You may have noticed a change to my branding. What started out as a purely fashion related blog has evolved to include items other than garments. There was a few reasons for this change and the most important being sustainability. I have been reorganising my wardrobe and realised that the majority are clothes that I have made with a tiny proportion being vintage garments that I have sourced around the world. This got me thinking that I can no longer make clothes for the sake of making. Thoughts have to be given the materials used, the longevity and the purpose of the garment.
I also wanted the garments that I make to be special and become a visual form of communication for my views. The more I experiment and try a different way of pattern cutting, the more I wanted it to be part of my DNA. Also, I believe that integrating other art forms whether it is sewing, jewellery design, painting or handcrafts can feed and inform my pattern cutting. As I embark on a new voyage with this blog, I hope for your continued support.
To start this off, may I present you my latest project. During the lockdown, I realised that our household was consuming more food especially eggs (I am partially to blame as baking has been a hobby of mine). This resulted in a lot of egg cartons and cardboard going to the recycle bin. I decided instead to reuse this waste and make something.
This was when a picture of my family trip from a year ago popped up on my social media feed. I reminiscence the happy times where you could hug your loved ones, mingle in the crowd and eat everything under the sun. I also remembered buying a ‘Hariko No Tora’ (papier mache tiger) from the flea market in Kyoto to give as a present. Need I say more?
I googled how to make papier mache and realised that I only needed the paper source and PVA glue. Before long, I built the frame for the nodding tiger and started plastering the papier mache to the frame.

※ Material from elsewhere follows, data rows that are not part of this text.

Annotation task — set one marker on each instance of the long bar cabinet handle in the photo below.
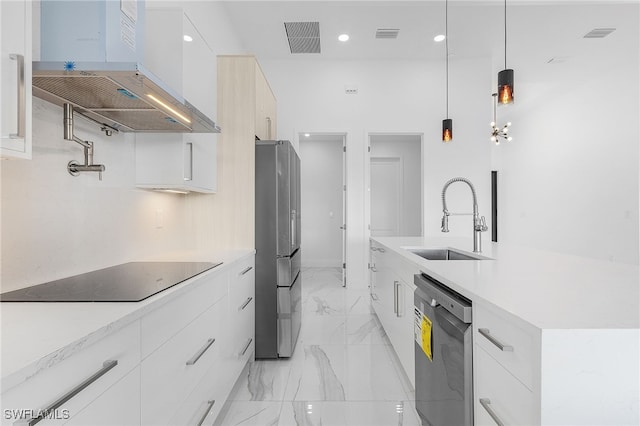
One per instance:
(207, 411)
(21, 102)
(247, 269)
(201, 352)
(244, 305)
(106, 366)
(486, 333)
(246, 347)
(486, 404)
(269, 127)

It’s been a while since I have been so engaged in a project. As it took time for the papier mache to dry, it meant that I was able to stop and reflect on the process while planning my next steps. All I needed to do next was glue strips of paper to create a smooth surface before I painted the tiger.
With a blank canvas prepared, I decided to paint a Tibetan tiger. It’s something I am familiar with and not something I have seen before. As I couldn’t buy any acrylic paints in the shop, I resorted to the fabric paints that I already have.
It took me a week to make this beauty as I also had to figure out how to get the head to nod but I am so pleased that all it took was waste in the recycling bin, bits that I had at home and some patience.
I also noticed that papier mache can work well as buttons as it is malleable when wet but is dries hard.